The report instantly sent the dollar index down 0.62 per cent and 10-year Treasury bond yields declined 12 basis points to 1.942, as markets discounted the likelihood of a rate hike later this month. US equities also fell, with the Dow Jones opening 1.5 per cent lower.

“Such a woefully weak jobs number is likely to push back any rate hike into 2016, and has unsurprisingly hit a market that expected a pre-Christmas rise like a bucket of cold water,” David Lamb, the head of dealing at the foreign exchange specialist Fexco, said. 

“This takes October completely off the table [for a rate rise] and obviously makes December questionable as well,” Michael Feroli of JP Morgan added.

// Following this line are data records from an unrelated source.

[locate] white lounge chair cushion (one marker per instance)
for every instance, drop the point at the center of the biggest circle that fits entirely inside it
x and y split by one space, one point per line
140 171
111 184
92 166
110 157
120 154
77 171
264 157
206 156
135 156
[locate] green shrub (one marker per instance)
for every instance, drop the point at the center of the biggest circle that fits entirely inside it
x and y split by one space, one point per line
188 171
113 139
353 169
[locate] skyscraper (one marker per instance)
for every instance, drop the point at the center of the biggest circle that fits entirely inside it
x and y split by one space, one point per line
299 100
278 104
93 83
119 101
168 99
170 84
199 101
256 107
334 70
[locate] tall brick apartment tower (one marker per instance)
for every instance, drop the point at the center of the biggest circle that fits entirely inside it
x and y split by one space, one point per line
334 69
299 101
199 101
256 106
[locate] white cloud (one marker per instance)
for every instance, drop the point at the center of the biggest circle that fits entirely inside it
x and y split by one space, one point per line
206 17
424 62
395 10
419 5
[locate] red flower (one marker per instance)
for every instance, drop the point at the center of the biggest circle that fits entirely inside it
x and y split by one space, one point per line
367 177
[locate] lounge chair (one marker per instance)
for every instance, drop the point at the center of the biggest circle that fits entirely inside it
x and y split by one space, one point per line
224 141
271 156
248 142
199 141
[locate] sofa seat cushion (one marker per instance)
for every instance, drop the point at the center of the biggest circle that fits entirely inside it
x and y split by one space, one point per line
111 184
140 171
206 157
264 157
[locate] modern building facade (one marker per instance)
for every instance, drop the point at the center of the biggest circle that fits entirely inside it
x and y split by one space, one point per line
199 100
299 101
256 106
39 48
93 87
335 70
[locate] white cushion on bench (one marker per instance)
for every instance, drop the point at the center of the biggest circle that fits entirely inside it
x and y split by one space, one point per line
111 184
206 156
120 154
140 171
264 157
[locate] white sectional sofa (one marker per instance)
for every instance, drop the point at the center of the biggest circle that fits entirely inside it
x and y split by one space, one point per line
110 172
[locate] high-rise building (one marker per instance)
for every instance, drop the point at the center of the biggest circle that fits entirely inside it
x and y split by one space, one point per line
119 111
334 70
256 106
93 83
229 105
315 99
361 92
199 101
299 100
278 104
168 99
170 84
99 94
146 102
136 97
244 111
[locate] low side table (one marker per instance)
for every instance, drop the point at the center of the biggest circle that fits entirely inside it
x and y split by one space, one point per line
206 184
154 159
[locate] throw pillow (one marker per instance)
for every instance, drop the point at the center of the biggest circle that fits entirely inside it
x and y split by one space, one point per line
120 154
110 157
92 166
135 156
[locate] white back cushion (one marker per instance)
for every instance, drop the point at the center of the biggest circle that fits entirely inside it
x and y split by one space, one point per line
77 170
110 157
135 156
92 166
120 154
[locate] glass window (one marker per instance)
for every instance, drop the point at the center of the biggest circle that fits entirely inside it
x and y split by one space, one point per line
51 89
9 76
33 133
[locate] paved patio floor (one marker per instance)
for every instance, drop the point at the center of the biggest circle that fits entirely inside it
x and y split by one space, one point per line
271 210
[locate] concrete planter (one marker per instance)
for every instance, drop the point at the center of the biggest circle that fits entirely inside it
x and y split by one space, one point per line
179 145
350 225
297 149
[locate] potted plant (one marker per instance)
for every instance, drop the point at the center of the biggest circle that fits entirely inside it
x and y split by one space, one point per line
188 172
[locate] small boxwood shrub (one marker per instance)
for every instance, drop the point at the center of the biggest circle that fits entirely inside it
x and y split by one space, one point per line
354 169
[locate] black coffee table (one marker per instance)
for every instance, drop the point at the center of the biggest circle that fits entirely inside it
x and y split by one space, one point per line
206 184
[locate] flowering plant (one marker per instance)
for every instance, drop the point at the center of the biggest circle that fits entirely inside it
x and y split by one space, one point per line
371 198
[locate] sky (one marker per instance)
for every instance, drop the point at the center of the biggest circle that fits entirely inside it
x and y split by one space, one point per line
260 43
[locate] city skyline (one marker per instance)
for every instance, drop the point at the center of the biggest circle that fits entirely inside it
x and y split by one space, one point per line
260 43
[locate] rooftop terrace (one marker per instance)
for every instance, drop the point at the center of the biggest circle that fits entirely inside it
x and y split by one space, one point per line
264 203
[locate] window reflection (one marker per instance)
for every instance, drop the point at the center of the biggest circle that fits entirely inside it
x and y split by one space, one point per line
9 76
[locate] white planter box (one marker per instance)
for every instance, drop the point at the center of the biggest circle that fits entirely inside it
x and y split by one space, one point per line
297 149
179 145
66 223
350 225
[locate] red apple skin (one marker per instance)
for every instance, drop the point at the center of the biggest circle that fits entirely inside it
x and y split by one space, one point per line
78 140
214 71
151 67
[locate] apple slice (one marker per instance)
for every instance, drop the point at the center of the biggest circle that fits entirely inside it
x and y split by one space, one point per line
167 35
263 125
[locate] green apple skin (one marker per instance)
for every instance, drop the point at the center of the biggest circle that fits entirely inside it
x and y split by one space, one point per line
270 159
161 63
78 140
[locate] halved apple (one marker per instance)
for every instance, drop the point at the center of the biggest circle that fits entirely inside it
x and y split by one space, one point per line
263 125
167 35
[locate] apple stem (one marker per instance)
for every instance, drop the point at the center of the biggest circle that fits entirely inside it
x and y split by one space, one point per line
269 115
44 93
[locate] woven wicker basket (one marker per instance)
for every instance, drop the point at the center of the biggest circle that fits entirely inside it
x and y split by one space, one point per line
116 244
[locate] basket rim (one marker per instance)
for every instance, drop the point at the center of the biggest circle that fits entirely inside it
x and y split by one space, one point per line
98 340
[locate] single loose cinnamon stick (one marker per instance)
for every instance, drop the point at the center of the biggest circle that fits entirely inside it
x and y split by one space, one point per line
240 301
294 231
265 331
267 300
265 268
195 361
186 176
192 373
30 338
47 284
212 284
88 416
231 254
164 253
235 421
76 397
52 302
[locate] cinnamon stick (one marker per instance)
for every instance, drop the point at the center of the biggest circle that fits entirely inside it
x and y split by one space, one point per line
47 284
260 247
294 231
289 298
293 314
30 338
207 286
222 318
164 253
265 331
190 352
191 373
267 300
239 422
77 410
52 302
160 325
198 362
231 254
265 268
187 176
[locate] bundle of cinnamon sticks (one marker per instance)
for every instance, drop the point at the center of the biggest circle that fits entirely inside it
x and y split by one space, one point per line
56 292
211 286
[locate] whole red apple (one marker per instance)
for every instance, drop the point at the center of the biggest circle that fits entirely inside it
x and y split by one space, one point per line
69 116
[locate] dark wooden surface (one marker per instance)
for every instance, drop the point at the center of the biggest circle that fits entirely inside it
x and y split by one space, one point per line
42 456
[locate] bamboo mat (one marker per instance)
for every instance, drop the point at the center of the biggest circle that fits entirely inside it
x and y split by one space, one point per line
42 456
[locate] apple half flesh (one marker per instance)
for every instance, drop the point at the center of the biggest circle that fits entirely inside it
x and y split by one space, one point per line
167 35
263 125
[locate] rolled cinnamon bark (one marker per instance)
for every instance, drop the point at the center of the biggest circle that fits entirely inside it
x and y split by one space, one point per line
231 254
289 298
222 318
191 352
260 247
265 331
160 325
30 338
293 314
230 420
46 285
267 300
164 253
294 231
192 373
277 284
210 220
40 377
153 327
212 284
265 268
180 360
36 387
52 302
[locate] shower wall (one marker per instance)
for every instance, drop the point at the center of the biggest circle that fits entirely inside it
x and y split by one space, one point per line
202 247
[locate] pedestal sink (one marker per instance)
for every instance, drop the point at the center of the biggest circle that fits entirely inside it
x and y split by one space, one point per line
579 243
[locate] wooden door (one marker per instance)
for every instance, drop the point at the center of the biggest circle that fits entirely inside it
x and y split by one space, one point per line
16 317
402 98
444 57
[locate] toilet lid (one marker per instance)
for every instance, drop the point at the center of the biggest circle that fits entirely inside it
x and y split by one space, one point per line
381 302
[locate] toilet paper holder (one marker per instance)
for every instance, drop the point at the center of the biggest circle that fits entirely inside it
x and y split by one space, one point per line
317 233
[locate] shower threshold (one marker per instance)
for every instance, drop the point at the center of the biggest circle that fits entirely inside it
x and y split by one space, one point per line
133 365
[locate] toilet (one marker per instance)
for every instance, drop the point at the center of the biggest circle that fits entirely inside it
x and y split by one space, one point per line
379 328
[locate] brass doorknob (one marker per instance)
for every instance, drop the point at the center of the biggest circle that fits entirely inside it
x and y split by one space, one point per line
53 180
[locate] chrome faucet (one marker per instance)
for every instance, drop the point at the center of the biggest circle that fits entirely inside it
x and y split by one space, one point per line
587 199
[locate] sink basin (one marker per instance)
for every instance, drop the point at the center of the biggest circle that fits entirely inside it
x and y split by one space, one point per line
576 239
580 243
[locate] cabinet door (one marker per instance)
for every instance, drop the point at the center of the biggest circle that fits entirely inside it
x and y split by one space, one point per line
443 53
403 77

Alex Lydall at the foreign exchange firm Foenix Partners suggested the Federal Reserve’s thinking would be affected by the volatility in emerging markets. “The lingering woes of the Chinese slowdown affecting the US mean the domestic recovery of labour and inflation figures will have to be boosted before [Federal Reserve chair] Janet Yellen takes the plunge into calling a rate hike,” he said.

The jobs report also showed average zero wage growth in September, leaving the annual rate of growth at 2.2 per cent. Overall unemployment was unchanged at 5.1 per cent. The participation rate was 62.4 per cent, down slightly from  62.6 per cent previously – a 38-year low.

However, the under-employment rate – which includes part-time workers who would prefer a full-time position, and people who want to work but have given up looking – fell to 10 per cent, the lowest level in seven years.